Два щелчка языком: нет. Клер достала из рюкзака и начала жадно глотать куски сандвича с жареным кроликом (уточняю: с кроликом домашним, смысл существования которого ясен сразу в отличие от кролика, выращенного в садке: его обработка — специальность нашей старой соседки). Мы, кажется, приближаемся к цели. Вот показывается закрытый листвой выход на поверхность, голубоватая глина, вскармливающая лишь малорослые деревца, корявые уродцы, часто превратившиеся в высохшую ветку, где любит сидеть сарыч, обозревая окрестность.
— Карьер полный, да?
Обычно у моей дочери вопрос заменяет изъявительное наклонение. Дело не в вопросе, а в том, чтобы сообщить мне то-то и то-то. Так обычно обращалась ко мне ее мать. «Хочешь, я приготовлю к завтраку торт?» — означало, что торт уже в духовке. Что касается карьера — это яма, откуда никогда не доставали кровельного сланца, а лишь толстые плиты для opus incertum[7] и плоскую гальку для низких стенок; сейчас она была лишь вехой, за которой, видимо, следовала другая:
— Сто метров к западу — ива с двумя наростами.
Вдохновимся же, папаши-шуаны, искатели сокровищ, «Зеленой Коллекции», алгонкины, расшифровщики знаков! Пусть это будет на счету крестника: впишем еще кое-что, что будет шокировать серьезных людей: нам разве не предлагали вернуться к фольклору детства? Отец и дочь явно развлекаются, они отталкиваются от ивы и идут к старому буку, обросшему ежевикой, сделаем его вехой и, немного поколебавшись, пойдем к рябине, которая должна находиться тут же: но облетевшая рябина лишена возможности привлечь нас своими красными ягодами. Нарушая правила, мы кричали, спорили, мы пытались как-то истолковать слабые шорохи, звуки, мы возвращались обратно и отсчитывали шаги в другом направлении, чтобы прийти наконец к «дереву с дроздами», посаженному на перекрестке двух густых зарослей — шириной более тридцати метров, таких густых, что самая горячая такса, учуяв свежий след, отказалась бы туда пролезть.
— Есть два выхода, — сказала наконец Клер, — пошли в обход.

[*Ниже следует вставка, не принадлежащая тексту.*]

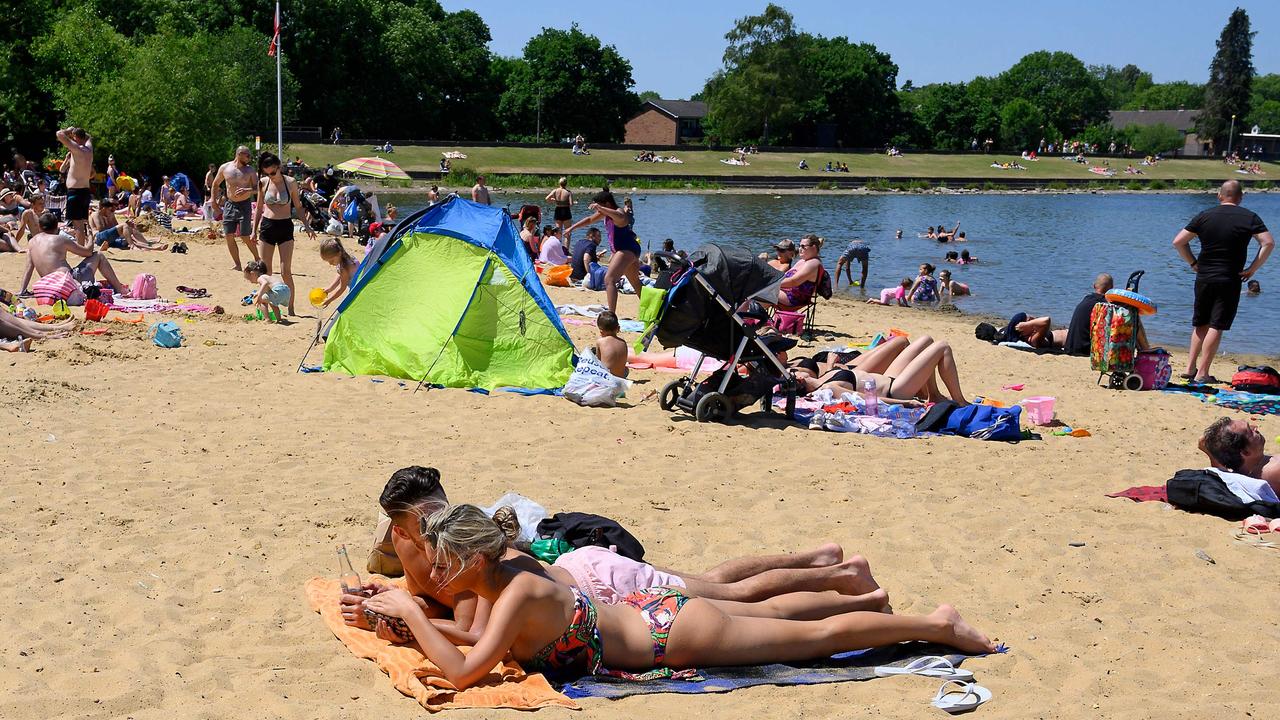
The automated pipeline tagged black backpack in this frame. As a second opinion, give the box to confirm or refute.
[538,512,644,562]
[1165,470,1280,520]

Если судить по двойному броду Болотища, то естественный рыболовный пост должен был находиться здесь между двумя туннелями, закрытыми пробками. Укрытие такого типа называется «гнездо сороки». За канадской западней следовал «малайский брод», а убежище, по всему, было «готтентотским»; достаточно было поразмыслить секунду-другую, и становилось ясно, что, если оно открыто в зеленый сезон, когда пробки из листьев все повысыхали, то в желтый сезон дело обстоит иначе. Вытаскивая все, что походило на затычки, которыми крестьяне пользуются, чтобы заделать дыру в изгороди, причем вытаскивая с трудом (он, чертяка, не поленился поставить несколько фальшивых), мы тотчас же ставим их на место; и только через час мы смогли отыскать настоящую пробку и нам пришлось влезть в «коридор», ведущий к узкой площадке, вырубленной посреди колючего кустарника, который со всех сторон образовывал стену и внизу которого лежали переплетенные ветви. Работа была целиком сделана секатором, о чем свидетельствовала чистая срезка стеблей, заслуживающая того, чтоб перед ней сняли шляпу!
— Улучшенный кемпинг! — не удержался я.
И впрямь, само по себе жилище разочаровывало. Возникал вопрос: зачем бежать своих современников? (Если предположить, что все было настоящим.